Manjusaka

Manjusaka

A Brief Discussion on MySQL Full-Text Indexing

Recently, I've encountered quite a few pitfalls with MySQL's full-text search, so I’m writing a detailed article to summarize some knowledge points about MySQL's full-text search.

During our use of MySQL, there are always some fuzzy search requirements. For example, we have a table like this:

create table if not exists `user`
(
    `id`         bigint(20)   not null auto_increment,
    `name`       varchar(255) not null,
    `age`        int          not null,
    `update_time` timestamp    not null,
    `create_time` timestamp    not null,
    index (`name`),
    primary key (`id`)
) engine = InnoDB
  charset = 'utf8mb4';

Now we need to perform some fuzzy matching on name, for instance, we want to match names that contain the character . So, after some thought, we write the following SQL:

select * from user where name like '%草%'

Great! When you excitedly deploy this code, you find that it crashes online. Why? Because of the pitfalls in MySQL. MySQL's like query has two limitations:

  1. Only prefix matching ' 草 %' and suffix matching '% 草 ' will use the index, while arbitrary matching will not.
  2. When the index cannot be used, MySQL will traverse the entire table to query data.

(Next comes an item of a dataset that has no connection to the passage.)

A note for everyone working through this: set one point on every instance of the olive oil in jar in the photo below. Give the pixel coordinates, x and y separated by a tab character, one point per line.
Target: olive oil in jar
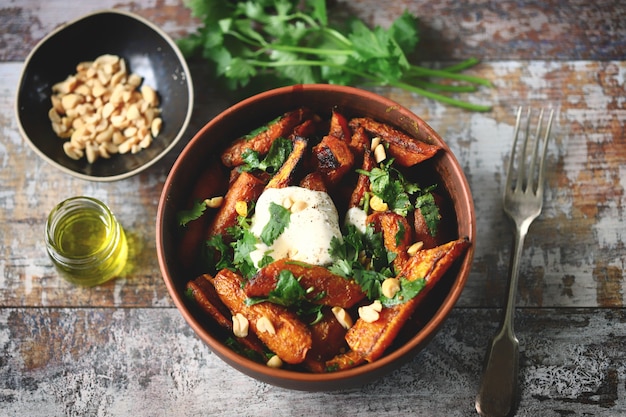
85	241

When the data scale of a table is large, this brute-force table scan will inevitably bring significant overhead.

However, in our actual work, there are definitely many arbitrary matching requirements. So what should we do? Perhaps we can try full-text search.

Full-text search is not unfamiliar to everyone. In simple terms, it is a way to find matches in a pile of text data using a set of keywords. Currently, the more mainstream full-text search solutions in the industry include:

  1. Relational databases that support full-text search
  2. Apache Lucene
  3. ElasticSearch based on Apache Lucene
  4. Apache Solr

The latter two are the main solutions in the industry today, and many full-text search requirements will consider using ES or Solr. However, this method is not without cost. There are several practical issues:

  1. The operational issues of ES/Solr when the data volume is large; how to ensure the HA of the cluster will be a significant test of the team's capabilities.
  2. How to perform real-time/offline ETL of data from MySQL or other data sources to the search engine.
  3. The added learning and codebase maintenance costs.
  4. After adding a dependency, ensuring the overall HA of the system.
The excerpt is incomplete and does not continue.